Monthly Archives: July 2016

RIP, Pax

[Note to readers: I got very, very behind on updating this blog. I missed some very important events that I am going back and documenting now — and setting the dates back as well. I’m actually writing this post at the end of March, 2017. ]

Today was “the day” for my beloved Pax.

He has long been plagued by arthritis in his back and hips that we’ve managed with drugs. Still, as he aged, he lost more and more function in his hips. Now we’ve reached an impasse: if we give him enough medication to mute the pain, his hips are too wobbly to walk unaided. If we don’t, he can walk, but he’s in constant pain.

And, so, today we say goodbye to our dear boy. My heart is utterly broken, even though I’ve been anticipating this for some time.

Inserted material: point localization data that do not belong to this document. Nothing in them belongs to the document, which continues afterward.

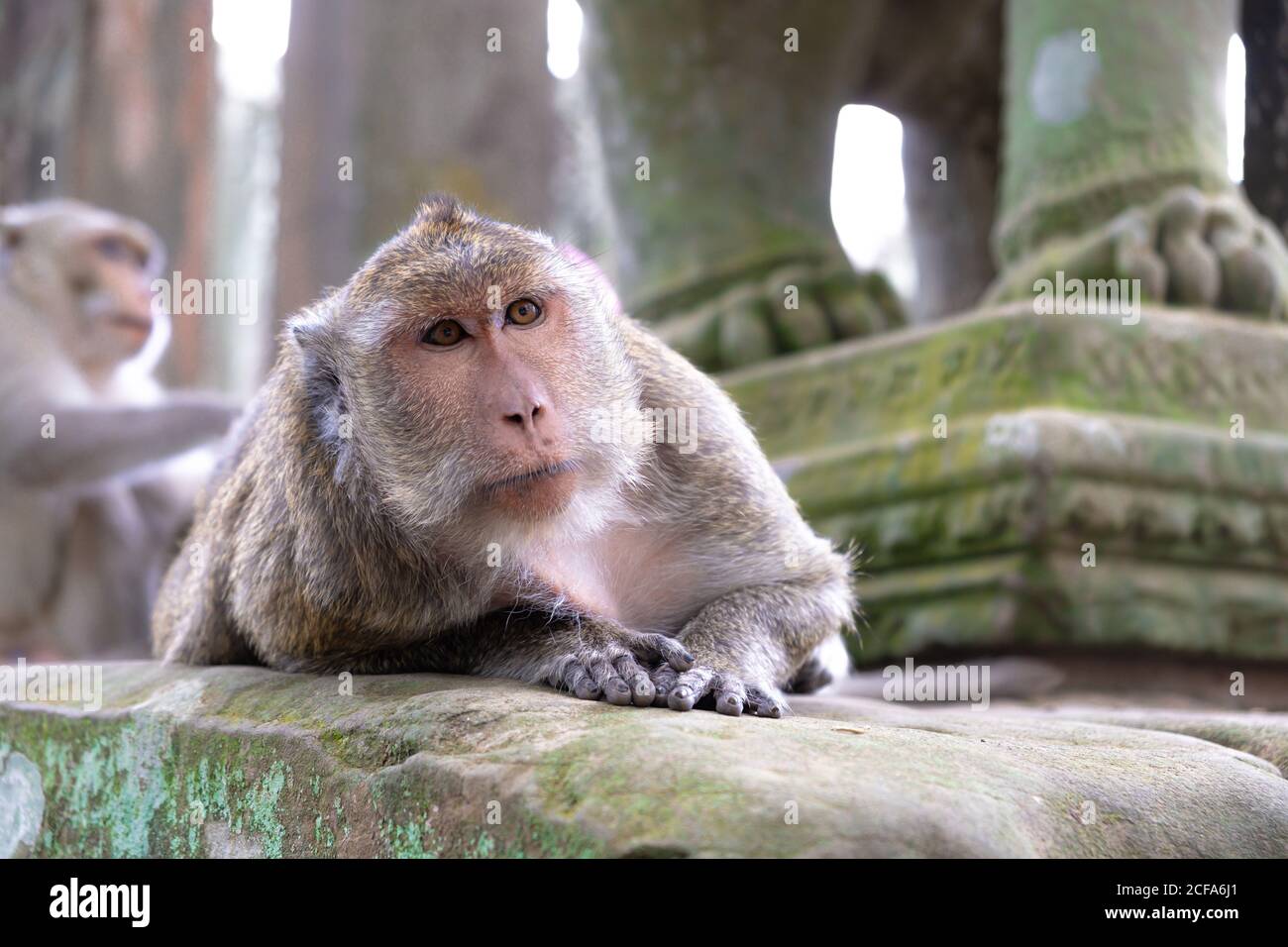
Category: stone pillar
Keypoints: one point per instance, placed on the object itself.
(1115, 157)
(716, 123)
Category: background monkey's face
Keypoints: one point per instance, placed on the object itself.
(477, 359)
(88, 272)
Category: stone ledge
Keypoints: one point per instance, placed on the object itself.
(243, 761)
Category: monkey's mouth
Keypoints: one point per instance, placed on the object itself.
(519, 482)
(138, 325)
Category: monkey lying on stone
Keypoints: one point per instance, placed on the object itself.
(93, 491)
(428, 480)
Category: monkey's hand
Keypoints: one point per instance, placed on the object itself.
(750, 642)
(726, 690)
(610, 661)
(591, 657)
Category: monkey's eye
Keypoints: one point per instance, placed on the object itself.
(445, 333)
(120, 250)
(522, 312)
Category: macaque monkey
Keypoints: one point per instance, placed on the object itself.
(89, 513)
(445, 474)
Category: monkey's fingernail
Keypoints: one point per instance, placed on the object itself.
(618, 692)
(729, 703)
(681, 698)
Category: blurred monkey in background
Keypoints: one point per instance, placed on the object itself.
(91, 492)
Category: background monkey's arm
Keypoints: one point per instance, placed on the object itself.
(95, 444)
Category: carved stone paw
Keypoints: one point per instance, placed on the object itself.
(790, 308)
(1186, 249)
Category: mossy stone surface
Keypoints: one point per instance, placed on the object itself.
(246, 762)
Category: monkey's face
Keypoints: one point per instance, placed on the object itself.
(89, 272)
(482, 357)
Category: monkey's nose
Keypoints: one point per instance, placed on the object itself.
(527, 418)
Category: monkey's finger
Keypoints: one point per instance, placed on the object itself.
(670, 650)
(764, 703)
(664, 680)
(575, 678)
(690, 688)
(605, 677)
(730, 696)
(638, 680)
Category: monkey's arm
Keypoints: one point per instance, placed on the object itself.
(94, 444)
(592, 657)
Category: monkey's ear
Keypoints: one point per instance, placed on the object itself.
(323, 389)
(439, 209)
(12, 232)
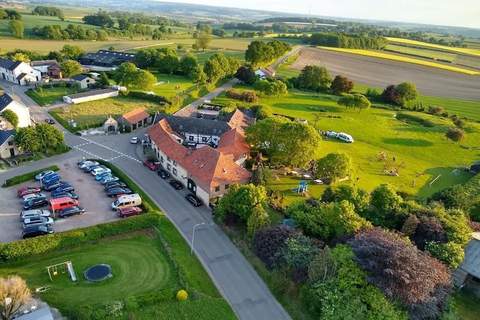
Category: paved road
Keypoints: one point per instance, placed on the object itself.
(382, 72)
(233, 275)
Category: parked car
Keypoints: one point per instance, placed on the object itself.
(194, 200)
(109, 179)
(151, 165)
(129, 211)
(164, 174)
(114, 184)
(177, 185)
(42, 174)
(35, 221)
(35, 213)
(35, 203)
(35, 231)
(27, 190)
(68, 212)
(113, 192)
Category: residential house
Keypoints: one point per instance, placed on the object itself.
(90, 96)
(83, 81)
(105, 60)
(134, 119)
(23, 113)
(18, 72)
(48, 68)
(205, 171)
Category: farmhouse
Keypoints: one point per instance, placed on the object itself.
(48, 68)
(83, 81)
(22, 112)
(105, 60)
(18, 72)
(206, 172)
(90, 96)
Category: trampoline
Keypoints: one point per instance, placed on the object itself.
(98, 272)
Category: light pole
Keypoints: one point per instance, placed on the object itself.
(193, 234)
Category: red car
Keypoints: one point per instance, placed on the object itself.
(151, 165)
(128, 212)
(27, 190)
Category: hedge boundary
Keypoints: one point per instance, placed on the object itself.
(27, 176)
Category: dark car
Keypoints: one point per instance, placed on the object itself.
(35, 203)
(164, 174)
(194, 200)
(35, 231)
(118, 191)
(68, 212)
(177, 185)
(72, 195)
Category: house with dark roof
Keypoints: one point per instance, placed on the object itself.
(22, 112)
(18, 72)
(207, 172)
(105, 60)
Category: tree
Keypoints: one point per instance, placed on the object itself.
(403, 272)
(16, 28)
(14, 294)
(341, 85)
(334, 166)
(284, 142)
(455, 134)
(354, 101)
(71, 68)
(11, 117)
(314, 78)
(268, 243)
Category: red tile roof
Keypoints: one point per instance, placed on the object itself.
(135, 115)
(208, 167)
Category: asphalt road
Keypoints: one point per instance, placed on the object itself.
(233, 275)
(382, 72)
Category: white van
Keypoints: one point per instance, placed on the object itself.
(125, 201)
(345, 137)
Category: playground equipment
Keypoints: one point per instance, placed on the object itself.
(64, 267)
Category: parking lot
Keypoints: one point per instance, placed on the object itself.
(91, 197)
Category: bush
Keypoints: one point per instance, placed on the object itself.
(27, 176)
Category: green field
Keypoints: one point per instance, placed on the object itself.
(416, 149)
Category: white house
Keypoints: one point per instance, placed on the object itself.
(23, 113)
(18, 72)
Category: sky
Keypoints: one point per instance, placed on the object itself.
(441, 12)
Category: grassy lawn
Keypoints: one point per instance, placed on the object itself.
(416, 148)
(44, 96)
(96, 112)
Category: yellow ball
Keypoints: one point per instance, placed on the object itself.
(182, 295)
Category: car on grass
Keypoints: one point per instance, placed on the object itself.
(72, 211)
(114, 192)
(37, 221)
(152, 165)
(35, 203)
(35, 231)
(42, 174)
(129, 212)
(194, 200)
(35, 213)
(177, 185)
(27, 190)
(164, 174)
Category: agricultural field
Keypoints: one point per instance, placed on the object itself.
(381, 143)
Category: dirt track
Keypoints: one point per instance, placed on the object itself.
(381, 72)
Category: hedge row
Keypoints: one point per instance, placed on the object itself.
(26, 248)
(27, 176)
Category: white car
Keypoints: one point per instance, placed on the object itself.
(345, 137)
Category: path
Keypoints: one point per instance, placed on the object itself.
(233, 275)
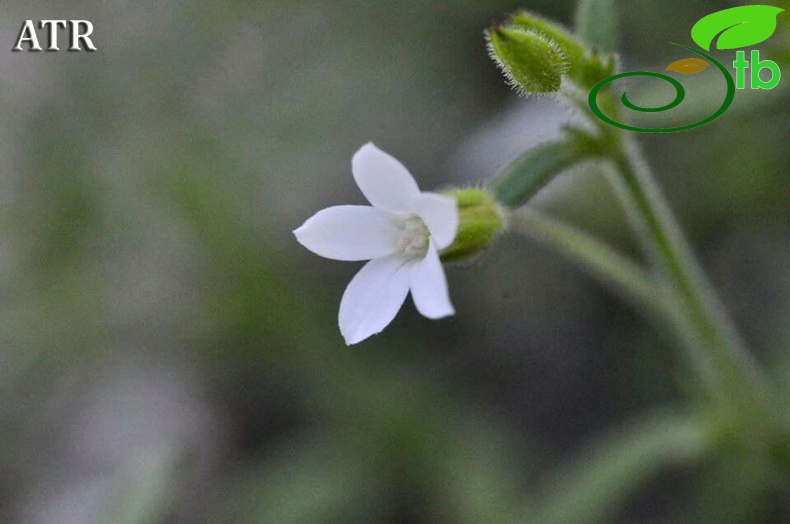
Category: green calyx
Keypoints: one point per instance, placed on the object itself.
(480, 220)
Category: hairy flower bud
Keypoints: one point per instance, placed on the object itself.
(531, 62)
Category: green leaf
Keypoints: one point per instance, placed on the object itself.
(739, 27)
(595, 24)
(515, 185)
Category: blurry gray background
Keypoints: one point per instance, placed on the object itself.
(168, 352)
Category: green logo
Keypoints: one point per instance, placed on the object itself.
(736, 27)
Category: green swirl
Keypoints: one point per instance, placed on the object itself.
(680, 94)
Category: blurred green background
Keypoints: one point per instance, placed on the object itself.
(169, 353)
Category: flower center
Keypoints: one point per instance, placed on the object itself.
(414, 242)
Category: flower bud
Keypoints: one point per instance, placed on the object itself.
(572, 49)
(531, 62)
(480, 219)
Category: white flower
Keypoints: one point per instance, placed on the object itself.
(401, 233)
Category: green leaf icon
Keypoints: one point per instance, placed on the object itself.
(739, 27)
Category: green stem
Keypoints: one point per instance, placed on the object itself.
(719, 355)
(600, 260)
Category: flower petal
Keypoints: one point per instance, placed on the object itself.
(373, 297)
(383, 180)
(350, 233)
(440, 214)
(429, 286)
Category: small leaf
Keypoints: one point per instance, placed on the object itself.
(739, 27)
(688, 66)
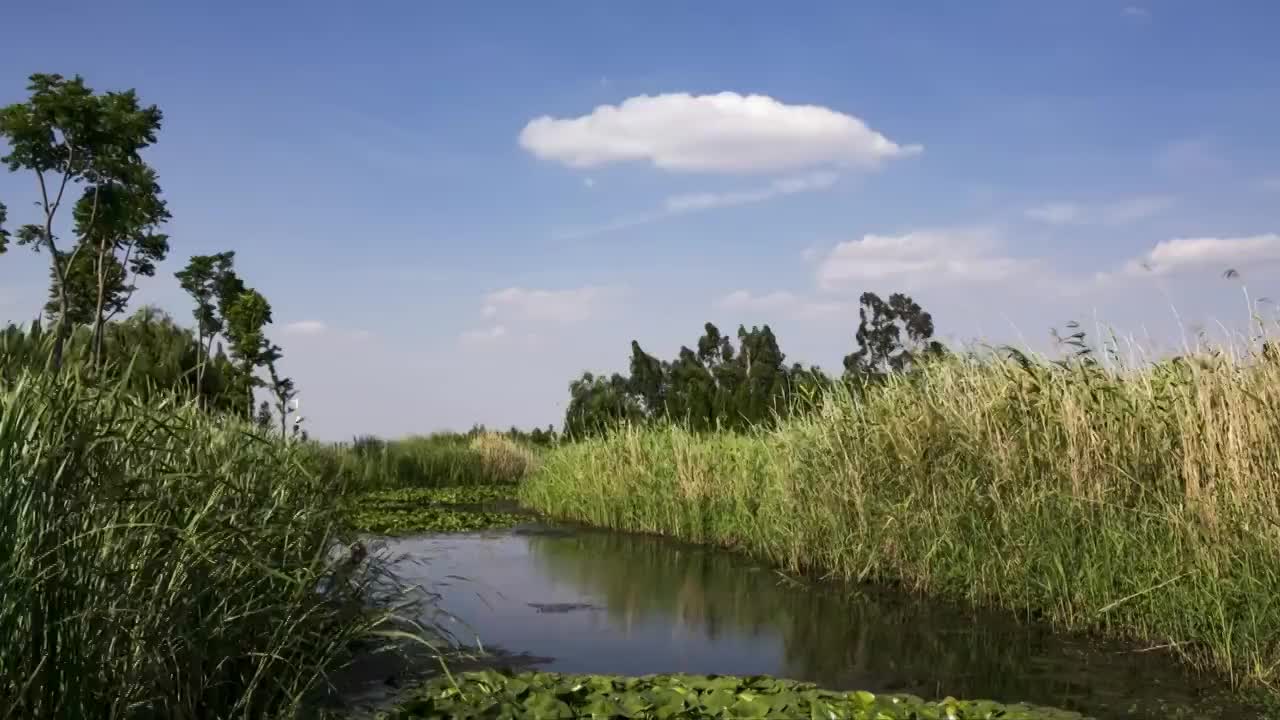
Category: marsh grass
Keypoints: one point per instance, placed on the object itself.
(430, 510)
(1142, 502)
(439, 460)
(161, 564)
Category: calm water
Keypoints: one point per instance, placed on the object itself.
(593, 601)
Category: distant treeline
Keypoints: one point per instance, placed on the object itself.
(99, 217)
(720, 386)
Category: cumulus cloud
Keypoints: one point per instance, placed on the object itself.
(1105, 214)
(1206, 253)
(548, 305)
(726, 132)
(306, 328)
(918, 258)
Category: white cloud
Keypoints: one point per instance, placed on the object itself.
(744, 300)
(1106, 214)
(484, 335)
(723, 132)
(918, 258)
(784, 186)
(781, 302)
(1194, 156)
(1056, 213)
(1206, 253)
(306, 328)
(548, 305)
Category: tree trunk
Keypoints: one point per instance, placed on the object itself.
(99, 320)
(200, 363)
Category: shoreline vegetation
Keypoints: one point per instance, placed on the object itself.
(176, 545)
(1137, 502)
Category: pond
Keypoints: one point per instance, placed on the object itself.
(593, 601)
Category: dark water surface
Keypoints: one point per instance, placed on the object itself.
(594, 601)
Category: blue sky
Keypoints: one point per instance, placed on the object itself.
(435, 195)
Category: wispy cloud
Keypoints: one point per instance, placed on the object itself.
(700, 201)
(484, 335)
(563, 306)
(1203, 253)
(306, 328)
(920, 258)
(1105, 214)
(725, 132)
(781, 302)
(1194, 156)
(785, 186)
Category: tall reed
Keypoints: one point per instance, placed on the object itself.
(440, 460)
(1141, 502)
(158, 563)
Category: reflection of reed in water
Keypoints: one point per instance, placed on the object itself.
(844, 638)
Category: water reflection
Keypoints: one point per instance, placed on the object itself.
(604, 602)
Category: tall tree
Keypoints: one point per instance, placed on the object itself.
(118, 218)
(4, 233)
(206, 278)
(65, 133)
(648, 381)
(891, 336)
(85, 288)
(280, 387)
(598, 404)
(760, 376)
(247, 317)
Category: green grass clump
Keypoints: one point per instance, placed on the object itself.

Pax was my first curly — the first I ever saw, much less owned. He was everything I wanted in a dog — biddable (but still opinionated), brave, kind, brilliant, goofy, solid as a rock. We got him from Cathy Lewandowski in upstate New York. Her SoftMaple dogs are simply lovely, and I couldn’t have asked for better.

Pax was my dog, my heart dog. I was his mom, and no one else would do. One time soon after we got him a friend came over to “babysit,” so I could get some much needed sleep. Pax wouldn’t stand for that. He climbed the gate and sought me out and made himself a nuisance until Jay finally had to bring him in to me. I lifted the blanket, and Pax snuggled in next to me and fell asleep.

Together, everything was better.

He was young for a very long time. Even at 8, people mistook him for a teenager. But eventually age catches up. The harness in the picture above was an absolute life saver. It’s called the Help ‘Em Up harness, and it gave us at least two additional years with him. Even at the end, it was his body, not his mind or his heart, that gave out.

It’s very quiet here without my curly boys. Miss Pflouff, our Newf, is alone for the first time in her life. Jay and I are able to go out without hiring a babysitter. I won’t have to wake up every hour or two to help Pax shift positions, or to help him outside.

Sometimes taking care of Pax was hard, but I wouldn’t have traded it. Not one second of it. I love you, Paxil. I will always love you. See you at the Bridge.